Set based design (SBD) or set based concurrent engineering (SBCE) as it is also known is a powerful lean engineering method. Firms that design complex systems should consider this approach to deliver better designs more efficiently. A caution though that this is an advanced lean engineering method so is not appropriate for new design organizations.
What is Set Based Design
Set based design builds on concurrent engineering principles (multifunctional, co-located team design) by establishing a design space for design optimization to meet a challenging set of requirements. Set based design involves exploring many design alternatives up-front to allow for trade-offs particularly important for integrated systems with competing requirements.
Set based design improves on ‘point design’ with its’ many shortfalls – fixation on first design selected, time delay before feedback, and locked in cost too early in the design process. The differences between point design and set based design can be best understood visually.
A key principle underlying set based design involves delaying design decision later in the design process to achieve optimal trade-offs by eliminating inferior or sub-optimal design alternatives. Although counter intuitive while the design decisions are delayed set based design involves front end loading the design stages of the project to develop the design alternatives. The front end loading facilitates early learning, early identification of risks, and early mitigation of risks.

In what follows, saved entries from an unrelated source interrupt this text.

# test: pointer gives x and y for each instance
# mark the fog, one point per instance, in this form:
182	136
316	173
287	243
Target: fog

A key success factor is the discipline to identify all possible design alternatives up-front without allowing the design to move on with a favourite alternative – creativity, innovation, and practicality under pin this step.
In summary, the main advantages of set based design include:
- Supporting concurrent engineering which eliminates waste
- Delays design decisions until later in design process to avoid locking in costs early before important learning can occur
- Facilitates partitioning of complex designs by functional specialist groups
- Supports design flexibility particularly with respect to modularization and reuse
History and Applications
Set based design was originally developed by Toyota within the Toyota Production System but not as well advertised as lean manufacturing. Set based design has been studied since the 1990s but is mainly applied in OEMs. Adopters have mainly begun their lean engineering journey and are exploring advanced improvement techniques. Set based design has been applied in automotive, ship building, EPC, and aerospace.
Moving forward the main challenge to implementation is establishing practical procedures. Most firms establish unique digital or hybrid manual/digital design spaces to handle product design of varying complexity. We are at the stage where a high degree of customization is required to adapt the principles to new product development.